An aharness run has three jobs:

Verify the workflow before Codex starts. Invalid FSMs fail early, before the model can begin work.
Keep Codex inside the active state. aharness tells Codex the current state, valid exits, and required submit schema. Codex does the work; aharness validates submitted evidence and decides the next state.
Record the run. Every run writes canonical artifacts under .aharness/runs/<runId>/, including the event log, state history, final artifacts, and data used by the browser view.

The browser UI is the live operator surface. It shows the current state, graph, compact transcript, approvals, and owner-input controls. Use --no-open when you want aharness to serve and print the URL without opening a browser window.

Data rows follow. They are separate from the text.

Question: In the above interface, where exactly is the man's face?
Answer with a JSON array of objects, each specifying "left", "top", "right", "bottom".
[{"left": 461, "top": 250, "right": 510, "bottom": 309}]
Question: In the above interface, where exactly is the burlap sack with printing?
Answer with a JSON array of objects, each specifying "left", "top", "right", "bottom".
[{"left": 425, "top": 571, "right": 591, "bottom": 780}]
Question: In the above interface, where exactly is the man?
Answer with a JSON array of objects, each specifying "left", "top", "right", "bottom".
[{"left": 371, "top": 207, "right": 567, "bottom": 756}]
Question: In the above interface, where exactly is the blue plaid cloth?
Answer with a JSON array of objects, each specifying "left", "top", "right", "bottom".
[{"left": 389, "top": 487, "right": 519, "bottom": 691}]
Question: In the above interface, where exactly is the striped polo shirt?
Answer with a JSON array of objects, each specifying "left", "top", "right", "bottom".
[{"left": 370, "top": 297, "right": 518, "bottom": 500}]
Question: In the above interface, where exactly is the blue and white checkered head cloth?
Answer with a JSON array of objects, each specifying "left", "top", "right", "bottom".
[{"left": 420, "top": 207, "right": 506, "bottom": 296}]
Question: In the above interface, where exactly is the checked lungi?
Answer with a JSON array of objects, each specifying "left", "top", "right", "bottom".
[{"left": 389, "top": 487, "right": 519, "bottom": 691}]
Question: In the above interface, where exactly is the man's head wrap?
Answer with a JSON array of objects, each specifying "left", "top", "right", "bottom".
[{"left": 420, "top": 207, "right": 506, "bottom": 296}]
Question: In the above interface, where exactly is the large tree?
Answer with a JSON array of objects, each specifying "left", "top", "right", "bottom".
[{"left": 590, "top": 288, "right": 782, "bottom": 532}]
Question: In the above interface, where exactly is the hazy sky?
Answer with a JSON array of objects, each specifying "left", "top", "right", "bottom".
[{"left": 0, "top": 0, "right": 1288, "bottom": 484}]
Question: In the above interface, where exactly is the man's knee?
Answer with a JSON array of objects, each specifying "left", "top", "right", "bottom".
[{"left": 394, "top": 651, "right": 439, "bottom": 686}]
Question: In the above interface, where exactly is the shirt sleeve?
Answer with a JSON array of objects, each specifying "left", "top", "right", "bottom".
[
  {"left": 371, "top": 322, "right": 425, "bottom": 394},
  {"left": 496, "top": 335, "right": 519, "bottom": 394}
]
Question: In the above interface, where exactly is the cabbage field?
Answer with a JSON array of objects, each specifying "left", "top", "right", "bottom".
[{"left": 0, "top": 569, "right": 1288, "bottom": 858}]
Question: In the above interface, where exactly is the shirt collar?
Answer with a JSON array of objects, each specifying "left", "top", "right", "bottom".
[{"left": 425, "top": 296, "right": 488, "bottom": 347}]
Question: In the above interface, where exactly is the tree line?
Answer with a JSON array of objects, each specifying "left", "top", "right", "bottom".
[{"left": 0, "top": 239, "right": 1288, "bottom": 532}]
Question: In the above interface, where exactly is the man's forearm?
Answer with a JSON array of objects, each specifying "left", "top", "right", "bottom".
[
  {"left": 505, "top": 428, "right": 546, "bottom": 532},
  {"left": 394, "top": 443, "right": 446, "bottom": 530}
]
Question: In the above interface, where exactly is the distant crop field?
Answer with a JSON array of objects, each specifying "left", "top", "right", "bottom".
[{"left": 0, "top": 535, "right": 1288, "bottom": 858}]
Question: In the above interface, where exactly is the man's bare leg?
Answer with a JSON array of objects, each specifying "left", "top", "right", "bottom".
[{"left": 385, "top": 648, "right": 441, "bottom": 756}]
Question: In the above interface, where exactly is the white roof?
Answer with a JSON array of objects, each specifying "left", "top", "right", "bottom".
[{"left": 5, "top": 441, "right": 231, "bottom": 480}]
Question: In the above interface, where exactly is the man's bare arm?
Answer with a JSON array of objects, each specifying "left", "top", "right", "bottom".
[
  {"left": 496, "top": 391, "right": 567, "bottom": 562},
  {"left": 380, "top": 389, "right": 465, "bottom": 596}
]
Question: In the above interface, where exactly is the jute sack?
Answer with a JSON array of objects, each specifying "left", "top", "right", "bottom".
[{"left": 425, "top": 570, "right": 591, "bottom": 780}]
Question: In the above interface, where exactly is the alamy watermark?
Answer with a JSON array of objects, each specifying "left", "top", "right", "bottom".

Recorded inspection uses aharness view [run-id]. It reopens a completed run from .aharness/runs without starting Codex or resuming the workflow. Omit the run id to inspect the newest recorded run.

Run directories are sensitive. They can contain raw owner input, browser replies, tool arguments and results, command output, file diffs, approvals, token usage, and workflow context snapshots. Treat .aharness/runs as private runtime evidence, not as a sanitized transcript.

When To Use It

aharness is the middle layer for workflows that need more enforcement than a prompt and less infrastructure than a custom agent platform.

| Use | Better fit | | --- | --- | | Ordered phases: plan, approve, execute, verify, repair, report | One-shot prompts and tiny edits | | Typed submissions and required evidence | Manual sessions where the owner steers every turn | | Owner approvals and policy hooks | General unconstrained agent orchestration | | Reusable workflows packaged as commands | Teams ready to build and own a full custom runtime |

The core package provides mechanisms, not one team's process. Workflow opinions belong in your FSMs, examples, or installable FSM packages.

Common Commands

aharness init --dir <path>
aharness verify <file.fsm.ts|command>
aharness visualize <file.fsm.ts|command>
aharness run <file.fsm.ts|command> --help
aharness run [--ask|--yolo] [--no-open] <file.fsm.ts|command> [--<input-flag> <value>]...
aharness view [run-id]
aharness doctor
aharness install <source>

When the standard CI environment variable is set to a truthy value, aharness verify skips Codex-backed model catalog validation so structural FSM verification can run in environments without a Codex app-server. All other static verifier checks still run.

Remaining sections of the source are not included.